„Duddits“ ist für manche vielleicht das Lieblingsbuch unter den Romanen Kings. Deshalb will ich den Roman nicht abwerten, sondern nur nachvollziehbar machen, warum es mein Lieblingsbuch nicht sein kann.
Zu Beginn, die Vorstellung von „Biber“, einem der vier Protagonisten, fand ich am besten. Eine gehaltvolle prägnante Kurzgeschichte über Männer, die ins Hintertreffen geraten sind und sich dort mit fragwürdigen Trostpflastern geschmacklos einrichten, weil sie den Mut verloren haben.
Abgesehen von dieser „Kurzgeschichte“ habe ich in dem Roman kaum besonders Gehaltvolles gefunden, wie z.B. die unübertreffbaren Charakterstudien von Psychopathen in „The Stand, das letzte Gefecht„, die jedes Psychiatrielehrbuch in den Schatten stellen.
Attraktiv ist der Roman vor allem für Leute, die Geschichten mit Telepathie mögen. Telepathie hat hier einen großen Auftritt. Ich persönlich fand das ermüdend, weil ich es nicht einfach finde, eine klare Vorstellung davon zu bekommen, was King da schreibt. Für mich ist das unanschaulich. Wie sich jemand telepathisch verdreifacht muß ich nicht verstehen, und ich will es auch gar nicht verstehen. Aber wie alles Unverständliche macht es das Lesen unangenehm.
Aber wie man sieht, war die Spannung ja groß genug, um weiterzulesen.
Und nicht nur die Spannung.
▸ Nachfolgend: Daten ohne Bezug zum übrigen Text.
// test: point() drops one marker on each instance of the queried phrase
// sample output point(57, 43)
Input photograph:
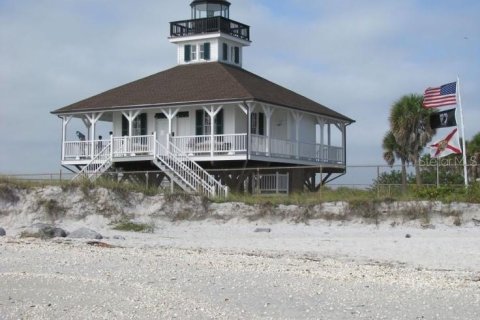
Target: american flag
point(440, 96)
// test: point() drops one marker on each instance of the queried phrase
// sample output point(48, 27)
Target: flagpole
point(463, 133)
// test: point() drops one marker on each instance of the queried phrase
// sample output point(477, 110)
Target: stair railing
point(99, 164)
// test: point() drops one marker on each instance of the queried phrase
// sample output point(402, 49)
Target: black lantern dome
point(210, 8)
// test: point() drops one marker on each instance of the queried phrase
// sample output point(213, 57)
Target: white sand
point(211, 270)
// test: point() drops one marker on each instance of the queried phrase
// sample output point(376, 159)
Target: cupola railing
point(207, 25)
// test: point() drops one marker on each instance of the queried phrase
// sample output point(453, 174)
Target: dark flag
point(443, 119)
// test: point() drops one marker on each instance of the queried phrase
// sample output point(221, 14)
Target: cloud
point(355, 57)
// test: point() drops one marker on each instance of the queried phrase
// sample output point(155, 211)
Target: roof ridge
point(225, 67)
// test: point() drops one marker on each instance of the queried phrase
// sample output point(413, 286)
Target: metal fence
point(358, 177)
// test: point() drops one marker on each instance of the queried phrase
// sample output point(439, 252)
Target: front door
point(161, 127)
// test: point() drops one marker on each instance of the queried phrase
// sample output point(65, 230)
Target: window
point(187, 53)
point(139, 125)
point(183, 114)
point(194, 53)
point(235, 54)
point(225, 52)
point(203, 125)
point(257, 123)
point(205, 51)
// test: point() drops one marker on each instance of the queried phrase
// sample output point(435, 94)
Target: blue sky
point(356, 57)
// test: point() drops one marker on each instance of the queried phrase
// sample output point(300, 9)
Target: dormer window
point(196, 52)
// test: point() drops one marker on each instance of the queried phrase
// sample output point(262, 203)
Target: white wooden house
point(207, 113)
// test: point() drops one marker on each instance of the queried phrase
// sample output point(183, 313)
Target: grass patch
point(134, 227)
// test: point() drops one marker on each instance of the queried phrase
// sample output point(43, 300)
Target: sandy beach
point(212, 270)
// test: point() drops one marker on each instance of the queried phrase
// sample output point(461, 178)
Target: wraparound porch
point(205, 148)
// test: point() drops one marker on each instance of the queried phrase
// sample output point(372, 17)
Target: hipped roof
point(200, 83)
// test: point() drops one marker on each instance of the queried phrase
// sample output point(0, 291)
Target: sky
point(356, 57)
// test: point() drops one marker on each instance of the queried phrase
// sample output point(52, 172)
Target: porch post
point(251, 109)
point(321, 123)
point(131, 115)
point(65, 121)
point(245, 143)
point(342, 127)
point(170, 114)
point(93, 118)
point(212, 112)
point(297, 116)
point(268, 113)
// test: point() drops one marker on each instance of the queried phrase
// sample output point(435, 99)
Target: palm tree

Der Roman weist auch die andern Stärken Kings auf: Charakter- und Interaktionsschilderungen so lebendig geschrieben, daß sie sich wie von selbst lesen und ein lebendiges Bild entstehen lassen.
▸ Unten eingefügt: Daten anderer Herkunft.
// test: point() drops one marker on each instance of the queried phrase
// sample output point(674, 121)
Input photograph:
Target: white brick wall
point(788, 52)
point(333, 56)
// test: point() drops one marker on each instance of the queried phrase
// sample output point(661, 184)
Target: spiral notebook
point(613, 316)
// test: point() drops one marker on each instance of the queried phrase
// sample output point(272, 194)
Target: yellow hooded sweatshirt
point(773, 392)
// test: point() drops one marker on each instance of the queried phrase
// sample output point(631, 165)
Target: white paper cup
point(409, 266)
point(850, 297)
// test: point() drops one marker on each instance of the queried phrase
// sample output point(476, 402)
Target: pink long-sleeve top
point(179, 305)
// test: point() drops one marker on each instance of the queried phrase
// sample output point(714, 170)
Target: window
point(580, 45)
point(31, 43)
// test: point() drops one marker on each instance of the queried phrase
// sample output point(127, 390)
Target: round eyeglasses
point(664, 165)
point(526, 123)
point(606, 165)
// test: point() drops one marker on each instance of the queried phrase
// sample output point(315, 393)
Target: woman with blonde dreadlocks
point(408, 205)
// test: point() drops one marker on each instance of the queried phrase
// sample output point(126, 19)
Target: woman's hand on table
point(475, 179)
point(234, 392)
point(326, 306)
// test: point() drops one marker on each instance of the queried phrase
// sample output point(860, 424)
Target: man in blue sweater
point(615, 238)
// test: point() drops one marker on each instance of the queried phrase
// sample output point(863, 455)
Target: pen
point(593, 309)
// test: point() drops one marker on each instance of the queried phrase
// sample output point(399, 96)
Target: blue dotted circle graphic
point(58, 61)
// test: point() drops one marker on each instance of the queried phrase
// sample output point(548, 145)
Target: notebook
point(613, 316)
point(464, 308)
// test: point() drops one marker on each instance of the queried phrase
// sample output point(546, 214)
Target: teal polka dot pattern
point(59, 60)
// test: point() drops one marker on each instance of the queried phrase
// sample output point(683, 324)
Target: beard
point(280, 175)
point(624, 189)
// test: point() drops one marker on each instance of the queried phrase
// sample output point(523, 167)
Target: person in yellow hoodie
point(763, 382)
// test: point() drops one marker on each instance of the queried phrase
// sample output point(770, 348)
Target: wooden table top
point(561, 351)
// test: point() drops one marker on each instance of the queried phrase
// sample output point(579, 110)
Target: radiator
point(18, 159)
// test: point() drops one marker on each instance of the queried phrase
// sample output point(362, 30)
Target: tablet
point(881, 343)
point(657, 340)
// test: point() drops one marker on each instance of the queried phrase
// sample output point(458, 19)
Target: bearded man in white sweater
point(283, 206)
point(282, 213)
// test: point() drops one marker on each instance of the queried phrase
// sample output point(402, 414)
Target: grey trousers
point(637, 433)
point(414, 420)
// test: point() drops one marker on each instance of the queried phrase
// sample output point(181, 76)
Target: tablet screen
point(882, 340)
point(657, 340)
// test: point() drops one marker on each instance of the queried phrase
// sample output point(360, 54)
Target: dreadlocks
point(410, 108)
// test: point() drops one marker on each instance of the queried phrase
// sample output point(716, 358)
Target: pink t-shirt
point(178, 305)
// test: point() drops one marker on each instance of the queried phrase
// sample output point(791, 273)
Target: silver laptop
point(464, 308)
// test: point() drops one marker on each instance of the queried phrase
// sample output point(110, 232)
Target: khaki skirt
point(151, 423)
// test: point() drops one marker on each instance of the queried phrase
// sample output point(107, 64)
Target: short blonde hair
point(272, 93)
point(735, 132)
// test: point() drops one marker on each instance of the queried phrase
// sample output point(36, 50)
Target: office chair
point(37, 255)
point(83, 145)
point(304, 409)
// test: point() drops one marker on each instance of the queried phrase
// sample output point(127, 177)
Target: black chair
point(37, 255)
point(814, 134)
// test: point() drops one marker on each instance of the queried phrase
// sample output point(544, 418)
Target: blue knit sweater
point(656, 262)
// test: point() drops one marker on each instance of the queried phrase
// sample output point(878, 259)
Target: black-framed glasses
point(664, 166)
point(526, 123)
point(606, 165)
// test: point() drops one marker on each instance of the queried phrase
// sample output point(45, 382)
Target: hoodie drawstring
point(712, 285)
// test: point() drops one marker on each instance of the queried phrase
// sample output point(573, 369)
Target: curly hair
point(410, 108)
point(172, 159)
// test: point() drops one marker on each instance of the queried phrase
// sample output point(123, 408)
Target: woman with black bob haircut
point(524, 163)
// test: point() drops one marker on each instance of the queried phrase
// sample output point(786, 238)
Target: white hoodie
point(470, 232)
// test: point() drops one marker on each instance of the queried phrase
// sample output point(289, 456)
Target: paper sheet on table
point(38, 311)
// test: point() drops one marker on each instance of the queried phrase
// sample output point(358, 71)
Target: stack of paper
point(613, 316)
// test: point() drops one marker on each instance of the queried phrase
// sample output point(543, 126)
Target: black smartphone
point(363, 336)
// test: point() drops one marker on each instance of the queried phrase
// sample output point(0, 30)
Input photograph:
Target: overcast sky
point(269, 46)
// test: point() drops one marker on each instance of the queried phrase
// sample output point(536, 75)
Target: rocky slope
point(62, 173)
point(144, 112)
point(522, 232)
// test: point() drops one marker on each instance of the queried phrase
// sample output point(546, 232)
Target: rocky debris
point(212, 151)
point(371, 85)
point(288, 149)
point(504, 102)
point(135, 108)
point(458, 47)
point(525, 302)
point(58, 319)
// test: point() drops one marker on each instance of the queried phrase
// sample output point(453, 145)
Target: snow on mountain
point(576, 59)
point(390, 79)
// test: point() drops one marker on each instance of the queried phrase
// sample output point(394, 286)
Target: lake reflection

Allerdings: Grundsätzlich nicht unproblematisch finde ich Geschichten von Menschen mit Intelligenzbeeinträchtigung, die besondere Fähigkeiten haben. Was ist mit denen – und das sind die meisten – die keine besonderen Fähigkeiten haben: Sind die es weniger wert, im Leben von andern Menschen eine wichtige Rolle zu spielen?
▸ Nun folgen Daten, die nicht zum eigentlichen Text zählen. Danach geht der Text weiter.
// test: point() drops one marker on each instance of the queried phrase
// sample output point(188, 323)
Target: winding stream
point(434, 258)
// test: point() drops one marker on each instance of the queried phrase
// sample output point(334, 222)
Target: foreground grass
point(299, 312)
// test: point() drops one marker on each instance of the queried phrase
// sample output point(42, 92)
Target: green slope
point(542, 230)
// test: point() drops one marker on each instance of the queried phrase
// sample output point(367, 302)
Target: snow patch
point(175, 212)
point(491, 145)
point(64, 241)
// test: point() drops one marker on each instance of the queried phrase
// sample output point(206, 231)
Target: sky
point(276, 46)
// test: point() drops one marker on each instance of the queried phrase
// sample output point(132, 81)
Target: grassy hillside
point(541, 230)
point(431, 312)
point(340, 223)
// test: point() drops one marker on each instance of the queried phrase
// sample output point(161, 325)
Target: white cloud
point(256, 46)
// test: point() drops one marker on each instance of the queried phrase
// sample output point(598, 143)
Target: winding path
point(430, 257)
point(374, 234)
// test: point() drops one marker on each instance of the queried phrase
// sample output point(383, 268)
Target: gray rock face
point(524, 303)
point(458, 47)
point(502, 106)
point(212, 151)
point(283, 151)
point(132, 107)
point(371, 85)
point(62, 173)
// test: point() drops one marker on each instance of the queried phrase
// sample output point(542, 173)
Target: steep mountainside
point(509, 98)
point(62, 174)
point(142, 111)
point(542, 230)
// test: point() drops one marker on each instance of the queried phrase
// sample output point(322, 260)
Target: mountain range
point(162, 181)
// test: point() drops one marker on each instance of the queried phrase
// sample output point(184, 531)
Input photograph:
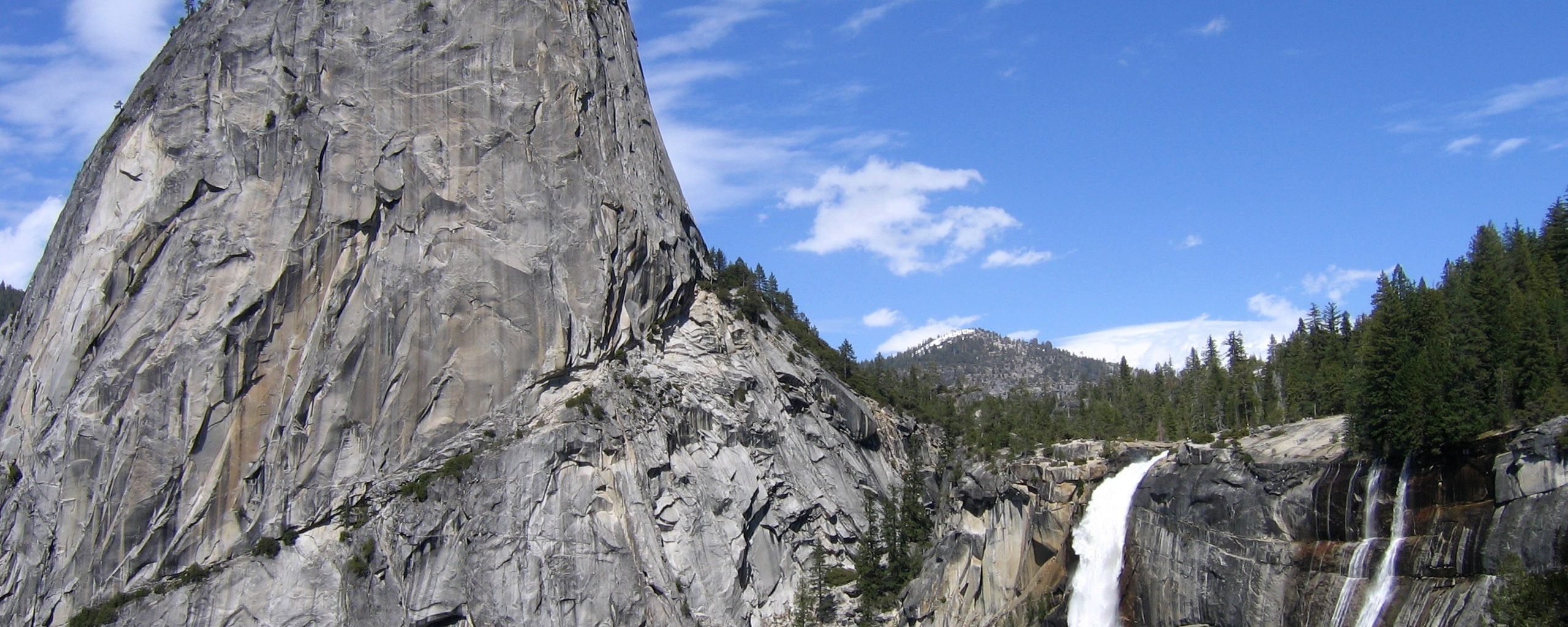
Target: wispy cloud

Geschichten wie die von Duddits nähren außerdem die Illusion einer ausgleichenden Gerechtigkeit. Aber die gibt es nicht: Häßliche sind manchmal auch dumm, und Leute, die super sexy aussehen, manchmal auch super intelligent. Das ist richtig gemein. Aber das ist so.
An ausgleichender Gerechtigkeit gibt es nur das, was wir Menschen unter uns selber schaffen durch leidenschaftliche Solidarität.